Document Type

Article

Publication Date

1-1-2018

Disciplines

Estates and Trusts | Law

Abstract

Artists hold their creative works dear. Whether paintings, poems, or songs, their human creators treat them with special care and often desire that same care be exercised after death. Some may wish to ban the use of a song in a television commercial. Others may wish to stop their novel from being turned into an animated Disney movie. But directing particular uses of property from the grave can be met with several objections and legal impediments. The objections sound in alarmist responses to “dead hand control.” The impediments include the Rule Against Perpetuities, uncertainty, capriciousness, and the repugnancy of restraints on alienation.
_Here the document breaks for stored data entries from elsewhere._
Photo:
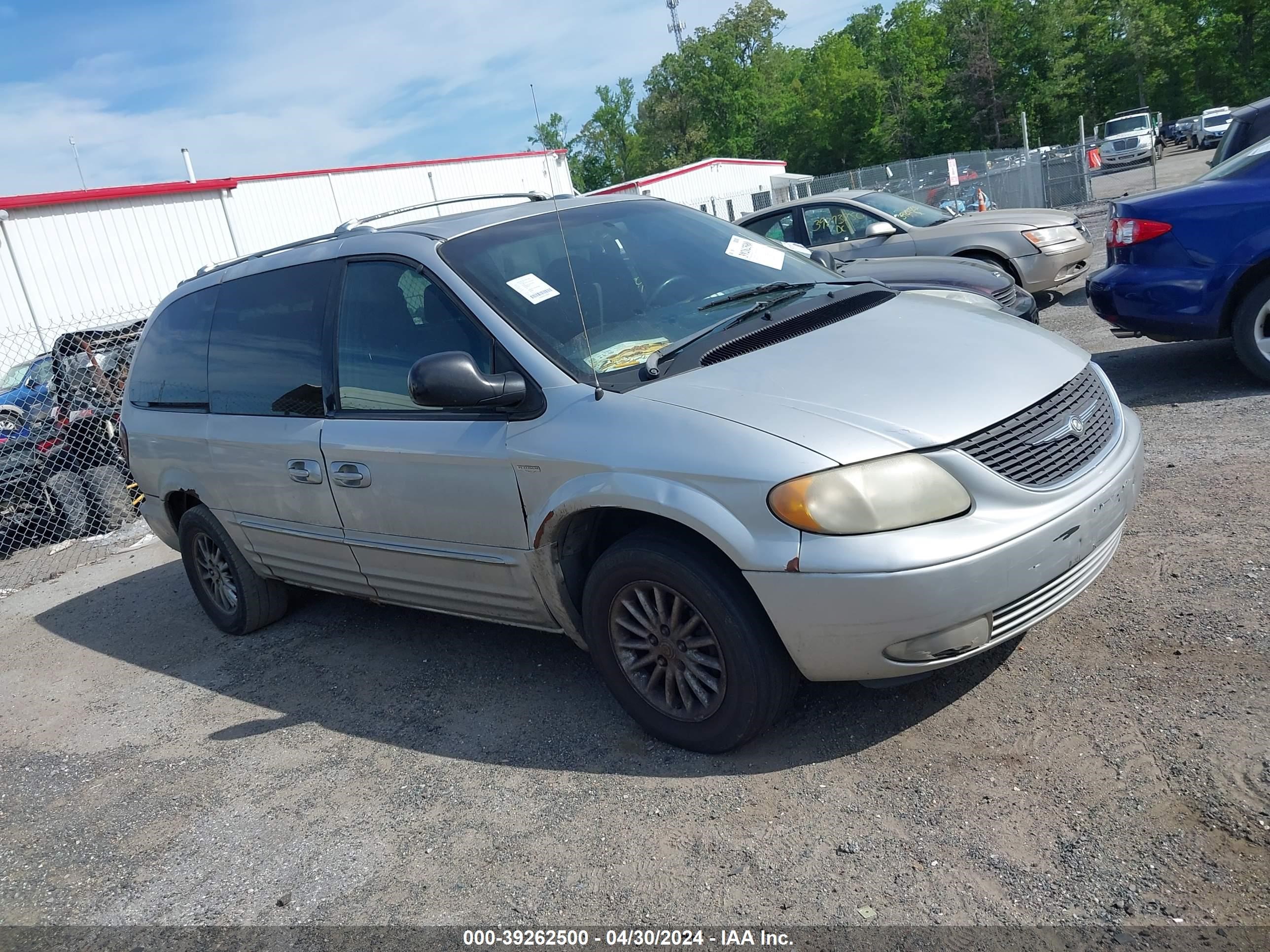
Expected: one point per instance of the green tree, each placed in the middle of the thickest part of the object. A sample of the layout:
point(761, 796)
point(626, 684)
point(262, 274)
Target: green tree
point(607, 145)
point(553, 134)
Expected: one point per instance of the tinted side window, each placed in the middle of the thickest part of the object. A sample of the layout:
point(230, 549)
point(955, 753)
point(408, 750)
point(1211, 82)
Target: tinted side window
point(828, 225)
point(390, 315)
point(777, 228)
point(171, 369)
point(265, 354)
This Article considers these and other recurring objections and impediments in one particular context and with one particular variety of creative works in mind: an author’s unpublished and private letters to her friends. A mechanism for achieving an artist’s restrictions over the use of her creative works after death is introduced in the form of a purpose trust. Purpose trusts are typically utilized by pet owners to ensure the continued care and preservation of their pets after the owner’s death. Purpose trusts are unique in that they lack ascertainable beneficiaries to enforce the trustee’s duties. Many purpose trusts do not qualify as charitable trusts, which can be enforced by the state attorney general’s office. Instead, a private “enforcer” must be provided. Here, a noncharitable purpose trust designed to restrict access to an author’s private correspondence is introduced: a testamentary trust hypothetically created under the terms of the Last Will and Testament of the celebrated twentieth-century American author Willa Cather.